For days after that she was under a strain which she realized would break her if it was not relieved.  It appeared to be solely her fear of Dorn’s derangement.  She was with him almost all the daylight hours, attending him, watching him sleep, talking a little to him now and then, seeing with joy his gradual improvement, feeling each day the slow lifting of the shadow over him, and yet every minute of every hour she waited in dread for the return of Dorn’s madness.  It did not come.  If it recurred at night she never was told.  Then after a week a more pronounced change for the better in Dorn’s condition marked a lessening of the strain upon Lenore.  A little later it was deemed safe to dismiss the nurse.  Lenore dreaded the first night vigil.  She lay upon a couch in Dorn’s room and never closed her eyes.  But he slept, and his slumber appeared sound at times, and then restless, given over to dreams.  He talked incoherently, and moaned; and once appeared to be drifting into a nightmare, when Lenore awakened him.  Next day he sat up and said he was hungry.  Thereafter Lenore began to lose her dread.

* * * * *

“Well, son, let’s talk wheat,” said Anderson, cheerily, one beautiful June morning, as he entered Dorn’s room.

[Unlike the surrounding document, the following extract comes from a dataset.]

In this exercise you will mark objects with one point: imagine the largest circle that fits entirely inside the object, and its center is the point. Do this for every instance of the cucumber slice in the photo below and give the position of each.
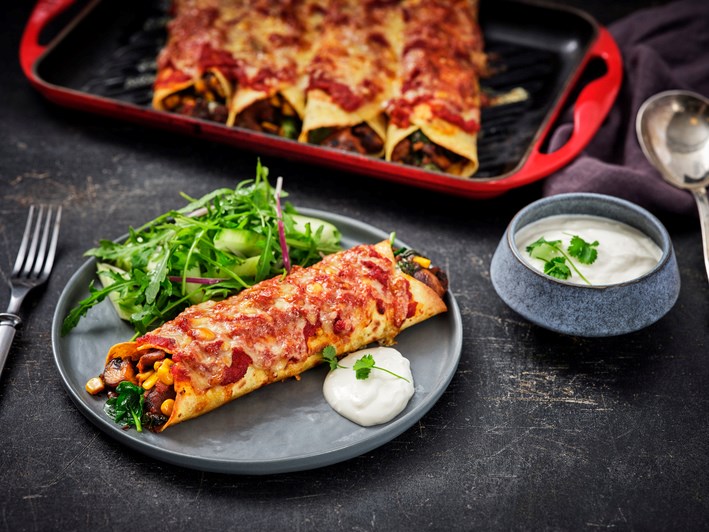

“Wheat!” sighed Dorn, with a pathetic glance at his empty sleeve.  “How can I even do a man’s work again in the fields?”

Lenore smiled bravely at him.  “You will sow more wheat than ever, and harvest more, too.”

“I should smile,” corroborated Anderson.

“But how?  I’ve only one arm,” said Dorn.

“Kurt, you hug me better with that one arm than you ever did with two arms.” replied Lenore, in sublime assurance.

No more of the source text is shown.